LOS ANGELES – The Armenian Dramatic Arts Alliance (ADAA) has announced the Honorary Jury for the 2016 cycle of the biennial Saroyan/Paul $10,000 Human Rights Prize in Playwriting. ADAA has been administering this contest since 2008.
The judges are as follows: Rob Drummer, Associate Dramaturg and Director from the Bush Theatre in London; Neil McPherson, Artistic Director of the Finborough Theatre in London since 1999; Simon Levy, Artistic Director of The Fountain Theatre in Los Angeles since 1993. All three judges will preside over the three finalist scripts in 2016.
Preliminary evaluation of scripts has begun, as synopses have been pouring in from around the globe.
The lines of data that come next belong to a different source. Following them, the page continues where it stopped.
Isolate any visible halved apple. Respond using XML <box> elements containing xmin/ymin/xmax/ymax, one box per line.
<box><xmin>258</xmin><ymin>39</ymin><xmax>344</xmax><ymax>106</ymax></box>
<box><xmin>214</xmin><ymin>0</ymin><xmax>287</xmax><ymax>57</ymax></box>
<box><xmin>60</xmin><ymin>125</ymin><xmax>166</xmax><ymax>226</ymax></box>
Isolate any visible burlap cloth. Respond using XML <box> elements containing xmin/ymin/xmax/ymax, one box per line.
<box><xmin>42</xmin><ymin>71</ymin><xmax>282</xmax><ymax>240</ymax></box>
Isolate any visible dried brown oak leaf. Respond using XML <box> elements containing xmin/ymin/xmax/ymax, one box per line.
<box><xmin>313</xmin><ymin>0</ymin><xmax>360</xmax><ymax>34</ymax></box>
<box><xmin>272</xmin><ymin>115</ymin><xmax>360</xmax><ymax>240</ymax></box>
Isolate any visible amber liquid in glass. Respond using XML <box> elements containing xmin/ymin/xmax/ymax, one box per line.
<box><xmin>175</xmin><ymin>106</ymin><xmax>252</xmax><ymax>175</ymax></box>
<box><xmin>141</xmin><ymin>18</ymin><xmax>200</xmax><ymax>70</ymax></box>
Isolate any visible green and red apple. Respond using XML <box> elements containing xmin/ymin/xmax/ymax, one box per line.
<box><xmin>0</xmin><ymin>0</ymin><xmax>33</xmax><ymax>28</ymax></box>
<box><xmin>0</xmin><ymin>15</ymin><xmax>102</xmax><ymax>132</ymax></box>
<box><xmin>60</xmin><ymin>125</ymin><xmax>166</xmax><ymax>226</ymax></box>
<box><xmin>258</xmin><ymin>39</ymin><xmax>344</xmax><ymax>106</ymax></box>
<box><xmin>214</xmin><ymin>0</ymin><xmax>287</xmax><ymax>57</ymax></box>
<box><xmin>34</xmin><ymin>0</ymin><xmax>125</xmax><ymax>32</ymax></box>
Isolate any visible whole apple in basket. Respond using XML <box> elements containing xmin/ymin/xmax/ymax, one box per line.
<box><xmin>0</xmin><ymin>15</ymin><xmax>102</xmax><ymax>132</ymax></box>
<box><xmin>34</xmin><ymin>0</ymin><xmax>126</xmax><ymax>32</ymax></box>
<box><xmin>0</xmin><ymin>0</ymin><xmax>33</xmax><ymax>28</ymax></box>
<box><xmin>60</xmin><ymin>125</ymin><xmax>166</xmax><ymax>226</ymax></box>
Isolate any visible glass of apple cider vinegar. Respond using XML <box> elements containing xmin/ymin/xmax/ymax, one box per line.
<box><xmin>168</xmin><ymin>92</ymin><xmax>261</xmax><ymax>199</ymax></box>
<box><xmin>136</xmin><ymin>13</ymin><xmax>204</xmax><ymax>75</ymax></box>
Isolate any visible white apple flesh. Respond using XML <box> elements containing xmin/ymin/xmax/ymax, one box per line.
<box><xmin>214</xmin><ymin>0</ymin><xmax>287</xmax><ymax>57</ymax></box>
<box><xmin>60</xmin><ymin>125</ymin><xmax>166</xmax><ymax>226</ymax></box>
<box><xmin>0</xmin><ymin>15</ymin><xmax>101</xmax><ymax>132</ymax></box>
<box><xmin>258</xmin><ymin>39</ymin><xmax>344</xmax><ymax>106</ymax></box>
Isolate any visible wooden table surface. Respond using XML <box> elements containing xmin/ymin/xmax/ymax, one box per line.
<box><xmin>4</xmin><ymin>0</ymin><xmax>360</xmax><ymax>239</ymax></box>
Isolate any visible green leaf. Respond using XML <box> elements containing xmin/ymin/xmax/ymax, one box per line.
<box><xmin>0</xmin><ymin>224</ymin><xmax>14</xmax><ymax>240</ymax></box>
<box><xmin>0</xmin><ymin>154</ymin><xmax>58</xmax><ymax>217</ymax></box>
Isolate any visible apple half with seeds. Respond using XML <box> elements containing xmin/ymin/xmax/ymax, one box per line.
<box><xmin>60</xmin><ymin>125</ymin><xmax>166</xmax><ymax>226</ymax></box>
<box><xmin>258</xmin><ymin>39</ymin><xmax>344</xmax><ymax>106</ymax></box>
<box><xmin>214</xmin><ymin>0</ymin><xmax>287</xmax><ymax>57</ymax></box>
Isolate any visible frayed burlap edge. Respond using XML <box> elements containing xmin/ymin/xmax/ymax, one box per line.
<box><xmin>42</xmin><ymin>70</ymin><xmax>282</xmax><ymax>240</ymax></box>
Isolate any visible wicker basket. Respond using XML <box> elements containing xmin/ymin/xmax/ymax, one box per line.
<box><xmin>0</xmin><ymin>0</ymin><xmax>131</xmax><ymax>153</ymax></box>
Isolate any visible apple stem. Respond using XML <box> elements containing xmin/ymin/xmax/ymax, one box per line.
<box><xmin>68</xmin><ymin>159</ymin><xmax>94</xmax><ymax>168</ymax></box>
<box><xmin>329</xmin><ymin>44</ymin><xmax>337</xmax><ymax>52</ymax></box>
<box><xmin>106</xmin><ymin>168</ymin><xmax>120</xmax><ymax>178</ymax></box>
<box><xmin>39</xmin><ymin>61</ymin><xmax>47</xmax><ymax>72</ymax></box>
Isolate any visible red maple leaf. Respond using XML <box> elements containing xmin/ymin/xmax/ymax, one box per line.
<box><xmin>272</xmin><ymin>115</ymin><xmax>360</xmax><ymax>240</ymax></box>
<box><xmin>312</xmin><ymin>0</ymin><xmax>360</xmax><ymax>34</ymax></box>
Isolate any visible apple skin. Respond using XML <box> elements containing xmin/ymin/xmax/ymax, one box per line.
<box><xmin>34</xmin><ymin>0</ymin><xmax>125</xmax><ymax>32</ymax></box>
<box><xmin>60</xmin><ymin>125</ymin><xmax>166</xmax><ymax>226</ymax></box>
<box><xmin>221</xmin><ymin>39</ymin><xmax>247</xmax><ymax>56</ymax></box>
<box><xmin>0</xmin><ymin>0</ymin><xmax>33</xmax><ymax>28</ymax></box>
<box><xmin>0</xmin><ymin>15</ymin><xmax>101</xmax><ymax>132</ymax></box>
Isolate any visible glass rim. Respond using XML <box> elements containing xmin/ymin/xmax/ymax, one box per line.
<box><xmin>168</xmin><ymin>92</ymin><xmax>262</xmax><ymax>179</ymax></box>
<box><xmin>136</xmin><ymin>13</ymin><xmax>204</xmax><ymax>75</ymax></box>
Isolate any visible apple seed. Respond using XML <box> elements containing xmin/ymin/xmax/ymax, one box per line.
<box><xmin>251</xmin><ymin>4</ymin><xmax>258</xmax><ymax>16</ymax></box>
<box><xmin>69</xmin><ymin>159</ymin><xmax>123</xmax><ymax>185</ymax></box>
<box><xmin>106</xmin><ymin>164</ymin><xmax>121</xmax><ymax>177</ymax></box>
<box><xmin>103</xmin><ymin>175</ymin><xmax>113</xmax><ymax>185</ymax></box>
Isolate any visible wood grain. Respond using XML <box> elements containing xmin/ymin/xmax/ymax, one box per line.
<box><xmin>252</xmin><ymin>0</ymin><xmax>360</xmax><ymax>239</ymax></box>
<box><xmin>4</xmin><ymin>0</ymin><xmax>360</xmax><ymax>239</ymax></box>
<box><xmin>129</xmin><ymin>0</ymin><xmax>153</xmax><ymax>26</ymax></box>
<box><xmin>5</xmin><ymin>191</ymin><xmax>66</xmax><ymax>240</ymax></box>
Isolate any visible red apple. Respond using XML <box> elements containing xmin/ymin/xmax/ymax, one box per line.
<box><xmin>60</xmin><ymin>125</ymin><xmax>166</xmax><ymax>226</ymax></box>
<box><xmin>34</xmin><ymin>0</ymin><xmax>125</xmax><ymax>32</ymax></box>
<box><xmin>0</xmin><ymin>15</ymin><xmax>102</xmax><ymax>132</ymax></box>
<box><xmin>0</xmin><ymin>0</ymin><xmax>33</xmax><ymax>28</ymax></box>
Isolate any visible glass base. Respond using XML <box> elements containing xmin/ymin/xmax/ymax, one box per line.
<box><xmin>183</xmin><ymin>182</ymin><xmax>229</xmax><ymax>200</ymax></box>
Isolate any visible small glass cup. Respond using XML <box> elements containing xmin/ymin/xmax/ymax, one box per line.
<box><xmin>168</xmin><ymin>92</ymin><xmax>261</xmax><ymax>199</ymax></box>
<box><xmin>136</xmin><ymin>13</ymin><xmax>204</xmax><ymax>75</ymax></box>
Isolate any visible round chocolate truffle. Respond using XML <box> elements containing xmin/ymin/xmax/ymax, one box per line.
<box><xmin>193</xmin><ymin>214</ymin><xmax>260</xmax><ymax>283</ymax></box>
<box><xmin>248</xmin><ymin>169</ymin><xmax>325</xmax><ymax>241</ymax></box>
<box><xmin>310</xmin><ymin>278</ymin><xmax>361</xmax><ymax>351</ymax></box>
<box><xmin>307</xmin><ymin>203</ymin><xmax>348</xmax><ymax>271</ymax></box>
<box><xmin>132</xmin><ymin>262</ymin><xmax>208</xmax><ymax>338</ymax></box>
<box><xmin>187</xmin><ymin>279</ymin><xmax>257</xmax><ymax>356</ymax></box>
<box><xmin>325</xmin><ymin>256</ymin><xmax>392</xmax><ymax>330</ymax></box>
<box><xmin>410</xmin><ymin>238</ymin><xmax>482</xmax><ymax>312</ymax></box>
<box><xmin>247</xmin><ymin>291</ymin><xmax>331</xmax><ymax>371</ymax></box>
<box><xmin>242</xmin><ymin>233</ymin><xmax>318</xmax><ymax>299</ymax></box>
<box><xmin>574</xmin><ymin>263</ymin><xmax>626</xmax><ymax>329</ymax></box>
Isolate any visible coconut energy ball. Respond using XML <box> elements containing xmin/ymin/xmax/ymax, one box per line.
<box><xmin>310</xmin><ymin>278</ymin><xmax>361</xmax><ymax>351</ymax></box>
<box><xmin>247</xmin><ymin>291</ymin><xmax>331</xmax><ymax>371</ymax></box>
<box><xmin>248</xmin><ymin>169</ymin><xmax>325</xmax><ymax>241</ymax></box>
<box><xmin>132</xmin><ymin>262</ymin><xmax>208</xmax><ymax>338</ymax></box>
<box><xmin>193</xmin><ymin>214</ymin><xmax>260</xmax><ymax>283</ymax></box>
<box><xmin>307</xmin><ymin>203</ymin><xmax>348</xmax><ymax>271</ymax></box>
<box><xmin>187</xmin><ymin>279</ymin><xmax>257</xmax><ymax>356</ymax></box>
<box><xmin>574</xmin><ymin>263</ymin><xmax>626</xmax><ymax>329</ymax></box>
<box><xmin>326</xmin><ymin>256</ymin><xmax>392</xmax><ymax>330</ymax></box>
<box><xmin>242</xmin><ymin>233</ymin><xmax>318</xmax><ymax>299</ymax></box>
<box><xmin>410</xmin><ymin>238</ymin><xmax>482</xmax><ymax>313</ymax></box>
The synopsis submission period for the contest has been extended to February 7, 2016.
Playwrights whose submitted synopses meet with ADAA’s guideline specifications will be chosen by the selection committee to submit their full scripts from March 1 – April 24. Scores will be awarded to each script based on excellence of writing and also in furthering the theme of “human rights/social justice.”
In addition, to further ADAA’s mission to support Armenian stories, ADAA is pleased to also host a special $2,500 prize, The Kondazian Playwriting Award for Armenian Stories, which will be awarded to an outstanding play with a focus on an Armenian theme.
The late William Saroyan believed that the performing arts were a powerful tool for facilitating civic engagement and advancing social change. The new direction ADAA has pursued since 2014 is to expand the competition’s parameters to celebrate playwrights whose work dynamically engages with social and political issues and/or promotes peace, social justice and human rights. This widens the scope of the competition by promoting intercultural understanding and including more playwrights exploring the transformative power of theater to address issues of global significance. This path will be in keeping with the spirit of William Saroyan – an advocate of human rights. It will also further the aim of the Armenian community as a whole in its quest for justice and human rights.
The Saroyan Prize is made possible by a donation from The William Saroyan Foundation, which inaugurated the award at ADAA in 2007, and has been joined by The Lillian and Varnum Paul Fund, longtime supporter of ADAA’s Paul Screenwriting Award, to complete the funding of the biennial playwriting prize, which has become known as one of the world’s most reputable playwriting awards.